Water tank repairs stressing Greenfield’s water lines

  • A water main break at Silver Street and Washburn Avenue closed Silver Street for most of the day. RECORDER FILE PHOTO

Recorder Staff
Published: 9/19/2016 10:03:25 PM

GREENFIELD — The water main and service breaks that have detoured traffic on a number of Greenfield’s roads over the past several weeks should become less frequent, according to Department of Public Works Director Don Ouellette.

There have been at least 15 breaks since the Rocky Mountain Water Tank was taken offline in mid-August for a $1 million repair project. Ouellete said most of those problems have been water service line breaks, and there have only been about five water main breaks.

“We normally have a break a week — usually a service break — and you’ve got an old system here. A lot of the pipes are between 70 to 100 years old,” he said. “We took the water tank offline Aug. 18 and that screwed up the water flow. It also increased the pressure that we have in town by about 10 pounds. What I think you’re finding is that because of those two things, we’re getting all of the weak points in our system broken, and we’re doing all of the repairs now.”

In order to get water to all parts of town, Ouellette said some water was added to the reservoir at Oak Hill, which increased pressure, and a pressure reducing valve on Adams Tank was replaced and opened, also increasing pressure.

However, Ouellette said the breaks have been slowing down — two weeks ago, there were only two breaks. To combat the problem, the DPW has lowered water levels in the Oak Hill Water Tank by two feet in order to reduce pressure.

“That lowers pressure approximately five pounds,” he said. “We’ll see how that works, and we may try lowering it another foot or two.”

For every foot raised or lowered, Ouellette said pressure is increased or decreased by 2.31 pounds.

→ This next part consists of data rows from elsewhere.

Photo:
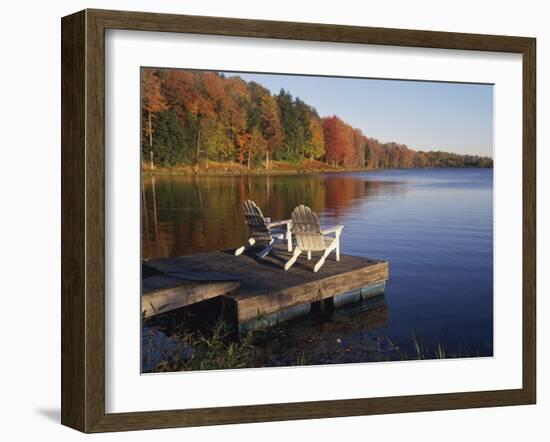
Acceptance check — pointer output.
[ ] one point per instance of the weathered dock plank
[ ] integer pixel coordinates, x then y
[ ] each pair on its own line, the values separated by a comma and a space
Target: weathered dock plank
265, 288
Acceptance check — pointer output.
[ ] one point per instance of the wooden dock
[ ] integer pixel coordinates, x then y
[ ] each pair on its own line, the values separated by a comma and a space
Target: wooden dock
257, 288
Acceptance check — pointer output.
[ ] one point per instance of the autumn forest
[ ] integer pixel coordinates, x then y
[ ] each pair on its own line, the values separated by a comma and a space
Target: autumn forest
197, 118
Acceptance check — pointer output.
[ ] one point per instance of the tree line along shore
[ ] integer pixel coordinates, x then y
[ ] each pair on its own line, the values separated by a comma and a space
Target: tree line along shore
202, 122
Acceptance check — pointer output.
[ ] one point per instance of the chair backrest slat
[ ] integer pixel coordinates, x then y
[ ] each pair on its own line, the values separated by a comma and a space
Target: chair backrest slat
256, 222
307, 229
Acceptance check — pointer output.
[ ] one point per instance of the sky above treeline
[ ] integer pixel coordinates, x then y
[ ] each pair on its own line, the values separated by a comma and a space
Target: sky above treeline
452, 117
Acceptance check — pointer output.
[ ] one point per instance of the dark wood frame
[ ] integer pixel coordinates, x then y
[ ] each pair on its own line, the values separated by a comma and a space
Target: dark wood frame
83, 217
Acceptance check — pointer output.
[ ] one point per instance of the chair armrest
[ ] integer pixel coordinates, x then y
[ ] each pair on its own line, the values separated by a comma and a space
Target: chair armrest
279, 223
335, 229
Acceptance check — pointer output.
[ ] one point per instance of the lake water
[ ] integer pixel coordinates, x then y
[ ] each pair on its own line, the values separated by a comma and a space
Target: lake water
434, 227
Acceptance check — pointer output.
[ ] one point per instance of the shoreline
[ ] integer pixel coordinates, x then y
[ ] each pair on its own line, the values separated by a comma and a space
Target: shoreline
222, 169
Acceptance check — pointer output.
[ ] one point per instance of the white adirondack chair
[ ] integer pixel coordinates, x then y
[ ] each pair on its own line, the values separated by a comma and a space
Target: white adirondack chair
311, 238
264, 231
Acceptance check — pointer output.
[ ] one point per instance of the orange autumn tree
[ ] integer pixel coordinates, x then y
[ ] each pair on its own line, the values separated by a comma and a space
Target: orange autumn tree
191, 117
152, 102
334, 130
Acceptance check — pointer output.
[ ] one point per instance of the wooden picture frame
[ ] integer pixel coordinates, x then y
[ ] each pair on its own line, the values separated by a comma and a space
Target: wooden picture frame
83, 220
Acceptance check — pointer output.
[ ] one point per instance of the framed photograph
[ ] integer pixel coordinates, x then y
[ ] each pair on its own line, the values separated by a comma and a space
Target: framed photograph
270, 220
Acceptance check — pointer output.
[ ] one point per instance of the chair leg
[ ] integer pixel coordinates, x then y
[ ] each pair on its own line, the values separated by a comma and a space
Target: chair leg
289, 240
264, 252
240, 250
322, 260
292, 260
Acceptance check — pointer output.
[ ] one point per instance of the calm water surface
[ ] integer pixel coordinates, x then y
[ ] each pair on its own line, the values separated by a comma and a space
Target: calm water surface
434, 227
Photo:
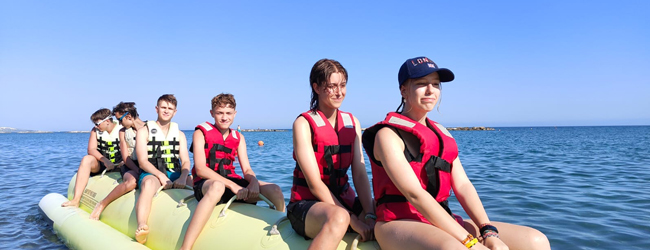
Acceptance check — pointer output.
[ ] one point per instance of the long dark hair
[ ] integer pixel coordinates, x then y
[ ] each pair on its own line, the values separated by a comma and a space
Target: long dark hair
320, 74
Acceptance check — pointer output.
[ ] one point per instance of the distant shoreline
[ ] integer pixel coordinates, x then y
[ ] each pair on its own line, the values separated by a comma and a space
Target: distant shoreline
8, 130
263, 130
471, 128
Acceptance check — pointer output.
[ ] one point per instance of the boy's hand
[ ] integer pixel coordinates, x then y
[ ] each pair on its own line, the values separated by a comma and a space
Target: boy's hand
242, 193
494, 243
108, 164
165, 181
361, 228
180, 182
253, 189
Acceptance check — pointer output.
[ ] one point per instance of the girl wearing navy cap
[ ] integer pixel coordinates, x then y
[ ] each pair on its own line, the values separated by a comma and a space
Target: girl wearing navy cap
326, 143
415, 165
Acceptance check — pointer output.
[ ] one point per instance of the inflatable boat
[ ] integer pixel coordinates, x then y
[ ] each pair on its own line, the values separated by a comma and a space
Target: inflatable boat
231, 226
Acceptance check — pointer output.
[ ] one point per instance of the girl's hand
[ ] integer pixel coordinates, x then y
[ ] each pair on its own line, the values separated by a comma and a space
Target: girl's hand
494, 243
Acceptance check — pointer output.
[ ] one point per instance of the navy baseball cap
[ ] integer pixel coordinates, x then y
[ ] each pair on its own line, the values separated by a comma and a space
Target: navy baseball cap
420, 67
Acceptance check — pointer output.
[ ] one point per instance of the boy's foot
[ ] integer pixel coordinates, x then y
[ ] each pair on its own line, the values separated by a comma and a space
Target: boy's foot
97, 211
70, 204
141, 234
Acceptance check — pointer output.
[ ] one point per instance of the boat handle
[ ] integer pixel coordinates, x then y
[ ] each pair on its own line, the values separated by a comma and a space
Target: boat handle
355, 242
223, 211
274, 229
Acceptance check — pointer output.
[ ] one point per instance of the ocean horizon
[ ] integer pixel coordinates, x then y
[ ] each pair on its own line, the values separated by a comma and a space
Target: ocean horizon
585, 187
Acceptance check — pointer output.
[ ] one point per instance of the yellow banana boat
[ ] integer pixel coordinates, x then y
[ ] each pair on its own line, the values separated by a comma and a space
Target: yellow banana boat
231, 226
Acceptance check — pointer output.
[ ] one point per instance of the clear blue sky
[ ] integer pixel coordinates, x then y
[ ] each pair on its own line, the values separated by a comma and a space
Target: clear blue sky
517, 63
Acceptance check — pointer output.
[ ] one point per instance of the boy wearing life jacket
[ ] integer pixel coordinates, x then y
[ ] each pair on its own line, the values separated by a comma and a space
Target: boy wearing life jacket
127, 116
215, 148
103, 152
161, 149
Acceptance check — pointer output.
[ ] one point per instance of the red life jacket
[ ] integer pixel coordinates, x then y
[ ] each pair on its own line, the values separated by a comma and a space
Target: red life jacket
219, 154
333, 151
432, 165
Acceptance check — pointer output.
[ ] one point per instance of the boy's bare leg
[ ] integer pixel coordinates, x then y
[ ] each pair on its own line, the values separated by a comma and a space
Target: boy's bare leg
273, 192
150, 185
88, 165
212, 190
129, 184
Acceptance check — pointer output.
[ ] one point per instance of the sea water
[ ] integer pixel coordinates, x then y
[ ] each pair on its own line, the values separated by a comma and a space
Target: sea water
584, 187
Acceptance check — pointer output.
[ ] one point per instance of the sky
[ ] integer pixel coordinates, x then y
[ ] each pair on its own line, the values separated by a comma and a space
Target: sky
517, 63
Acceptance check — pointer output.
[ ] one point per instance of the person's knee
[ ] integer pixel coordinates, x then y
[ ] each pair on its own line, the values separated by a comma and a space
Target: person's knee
275, 190
150, 183
338, 218
214, 190
87, 161
130, 183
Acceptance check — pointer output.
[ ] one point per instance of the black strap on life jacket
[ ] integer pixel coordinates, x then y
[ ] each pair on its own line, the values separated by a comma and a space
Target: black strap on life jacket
398, 198
105, 147
334, 174
219, 162
163, 163
432, 167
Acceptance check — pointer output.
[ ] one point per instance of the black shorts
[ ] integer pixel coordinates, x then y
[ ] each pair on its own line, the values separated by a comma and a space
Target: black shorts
297, 213
102, 167
227, 194
124, 169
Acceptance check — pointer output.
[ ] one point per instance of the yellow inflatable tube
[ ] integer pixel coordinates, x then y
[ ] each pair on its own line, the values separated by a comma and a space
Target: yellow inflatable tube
237, 226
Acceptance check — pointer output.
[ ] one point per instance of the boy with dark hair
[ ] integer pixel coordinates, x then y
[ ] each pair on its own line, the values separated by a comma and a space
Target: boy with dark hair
103, 152
127, 116
161, 149
216, 146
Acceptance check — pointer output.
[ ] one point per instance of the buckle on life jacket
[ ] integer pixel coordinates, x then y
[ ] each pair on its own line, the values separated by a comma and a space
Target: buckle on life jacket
390, 198
303, 182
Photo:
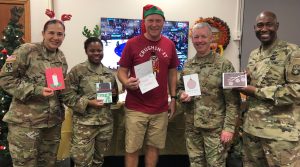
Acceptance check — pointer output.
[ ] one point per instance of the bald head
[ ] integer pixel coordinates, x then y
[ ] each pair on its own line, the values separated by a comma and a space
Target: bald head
266, 28
267, 14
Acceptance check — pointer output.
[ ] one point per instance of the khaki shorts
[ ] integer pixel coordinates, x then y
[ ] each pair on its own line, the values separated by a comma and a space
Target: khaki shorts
152, 127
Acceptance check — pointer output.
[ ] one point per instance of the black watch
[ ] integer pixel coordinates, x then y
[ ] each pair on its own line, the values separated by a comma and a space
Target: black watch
174, 97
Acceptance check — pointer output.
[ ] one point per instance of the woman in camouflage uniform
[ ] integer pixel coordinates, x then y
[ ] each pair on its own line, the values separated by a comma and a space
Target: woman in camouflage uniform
36, 112
92, 118
211, 117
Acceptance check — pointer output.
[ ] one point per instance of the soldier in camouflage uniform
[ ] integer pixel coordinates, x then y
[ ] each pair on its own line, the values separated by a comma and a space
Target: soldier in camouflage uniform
36, 112
210, 117
92, 119
271, 127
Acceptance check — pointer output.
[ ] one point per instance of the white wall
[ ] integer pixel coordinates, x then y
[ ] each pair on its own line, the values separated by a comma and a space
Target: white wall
88, 13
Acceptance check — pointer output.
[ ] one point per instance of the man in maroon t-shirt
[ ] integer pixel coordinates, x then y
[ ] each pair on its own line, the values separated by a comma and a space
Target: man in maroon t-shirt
146, 114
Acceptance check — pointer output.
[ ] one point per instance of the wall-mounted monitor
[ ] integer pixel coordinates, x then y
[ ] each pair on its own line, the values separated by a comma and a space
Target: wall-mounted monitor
115, 32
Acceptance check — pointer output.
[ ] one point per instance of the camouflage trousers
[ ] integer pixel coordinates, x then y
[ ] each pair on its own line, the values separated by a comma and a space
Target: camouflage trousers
204, 147
261, 152
90, 143
32, 147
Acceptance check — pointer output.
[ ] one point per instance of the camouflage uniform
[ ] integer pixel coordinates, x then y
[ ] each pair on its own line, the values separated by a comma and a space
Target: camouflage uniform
92, 127
34, 121
272, 121
207, 115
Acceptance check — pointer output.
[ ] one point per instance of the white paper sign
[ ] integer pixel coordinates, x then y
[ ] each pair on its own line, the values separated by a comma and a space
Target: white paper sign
144, 73
191, 85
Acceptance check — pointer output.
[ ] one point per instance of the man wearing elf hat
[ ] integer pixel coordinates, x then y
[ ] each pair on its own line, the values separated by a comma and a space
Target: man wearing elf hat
146, 116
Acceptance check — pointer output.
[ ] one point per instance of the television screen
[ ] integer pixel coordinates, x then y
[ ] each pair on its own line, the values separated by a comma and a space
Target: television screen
115, 32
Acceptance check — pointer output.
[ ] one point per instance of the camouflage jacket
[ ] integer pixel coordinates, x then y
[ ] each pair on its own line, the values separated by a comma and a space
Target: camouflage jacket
215, 107
23, 77
81, 82
274, 111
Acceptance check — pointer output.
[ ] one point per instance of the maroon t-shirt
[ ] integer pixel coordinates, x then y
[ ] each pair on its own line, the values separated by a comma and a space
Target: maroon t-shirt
163, 55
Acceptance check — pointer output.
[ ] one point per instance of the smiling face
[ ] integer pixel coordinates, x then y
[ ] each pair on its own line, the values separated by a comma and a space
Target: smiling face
53, 36
266, 28
201, 39
154, 24
94, 52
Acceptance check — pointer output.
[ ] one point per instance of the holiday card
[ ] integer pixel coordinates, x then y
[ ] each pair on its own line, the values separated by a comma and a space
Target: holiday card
234, 80
55, 78
104, 92
191, 85
144, 72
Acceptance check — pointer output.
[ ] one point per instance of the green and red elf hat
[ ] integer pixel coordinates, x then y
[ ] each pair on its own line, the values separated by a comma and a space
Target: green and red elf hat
149, 10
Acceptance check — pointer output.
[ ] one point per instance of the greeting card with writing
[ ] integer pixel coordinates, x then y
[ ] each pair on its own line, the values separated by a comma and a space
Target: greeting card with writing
104, 92
234, 80
55, 78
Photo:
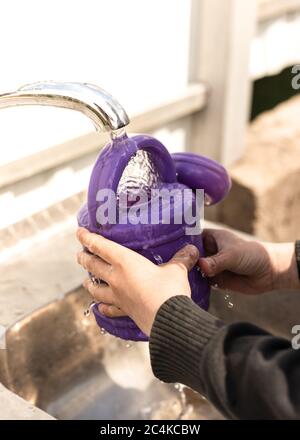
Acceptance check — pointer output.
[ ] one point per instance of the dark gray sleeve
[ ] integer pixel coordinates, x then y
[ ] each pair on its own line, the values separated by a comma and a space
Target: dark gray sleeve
243, 370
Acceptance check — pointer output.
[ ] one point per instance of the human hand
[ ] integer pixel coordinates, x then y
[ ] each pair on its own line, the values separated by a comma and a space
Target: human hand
135, 286
247, 266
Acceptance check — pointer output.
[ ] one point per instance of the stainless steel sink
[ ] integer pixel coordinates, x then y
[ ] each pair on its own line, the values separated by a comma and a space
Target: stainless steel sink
57, 359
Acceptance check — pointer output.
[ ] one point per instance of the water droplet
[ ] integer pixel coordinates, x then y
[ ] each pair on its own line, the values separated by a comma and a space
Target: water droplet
207, 200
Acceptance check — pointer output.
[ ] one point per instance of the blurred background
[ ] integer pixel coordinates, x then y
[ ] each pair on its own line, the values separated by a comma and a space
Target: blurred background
216, 77
209, 76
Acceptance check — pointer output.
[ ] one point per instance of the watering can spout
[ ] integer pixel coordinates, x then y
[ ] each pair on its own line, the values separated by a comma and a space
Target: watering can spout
102, 108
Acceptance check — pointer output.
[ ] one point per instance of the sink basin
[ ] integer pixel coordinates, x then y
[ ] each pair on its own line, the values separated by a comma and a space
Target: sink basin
57, 359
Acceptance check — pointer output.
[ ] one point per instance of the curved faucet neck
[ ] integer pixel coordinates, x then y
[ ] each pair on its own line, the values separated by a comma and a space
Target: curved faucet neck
102, 108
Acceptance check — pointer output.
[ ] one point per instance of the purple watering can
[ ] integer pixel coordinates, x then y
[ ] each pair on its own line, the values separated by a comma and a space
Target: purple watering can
116, 171
157, 242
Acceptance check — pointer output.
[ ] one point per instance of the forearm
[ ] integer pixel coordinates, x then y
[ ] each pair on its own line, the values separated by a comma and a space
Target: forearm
240, 368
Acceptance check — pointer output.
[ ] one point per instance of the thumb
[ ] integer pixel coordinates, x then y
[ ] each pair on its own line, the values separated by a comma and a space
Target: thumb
217, 263
187, 256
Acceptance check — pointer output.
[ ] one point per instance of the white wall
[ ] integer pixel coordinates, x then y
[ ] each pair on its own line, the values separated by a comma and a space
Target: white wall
136, 49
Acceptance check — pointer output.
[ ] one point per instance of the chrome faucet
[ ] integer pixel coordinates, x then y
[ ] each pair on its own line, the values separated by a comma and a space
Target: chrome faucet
102, 108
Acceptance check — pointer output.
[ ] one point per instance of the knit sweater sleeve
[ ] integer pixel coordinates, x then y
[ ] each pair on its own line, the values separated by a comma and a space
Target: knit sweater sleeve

He said the DPW may try lowering the water level by another foot later this week, but has to be careful because if the level drops too far, there won’t be enough pressure for residents in the north part of Bernardston to get water.

Ouellette added the company doing work on the Rocky Mountain Water Tank is ahead of schedule, and should finish by mid-October — about a month before the tank was supposed to come back online. He said because most of the water services are old, galvanized lines, if they didn’t break now they likely would have broken over the winter.

Although the town doesn’t have a complete program from replacing water mains yet, Ouellette said a line item has been added to the capital budget to start spending money every year on water mains. The town also recently finished a $1.2 million project to replace the water main on Leyden Road.

Currently, he said there is about $30,000 designated in the town’s operating budget for repairs.

“As far as the significant water main repairs that we need to do, that’s going to start being put into the capital plan and eventually we’ll get into a program where we’re replacing maybe a mile a year or something of that nature, but it’s just going to take a little bit of time to build that up,” he said. “The top priority was really to get the water tank done.”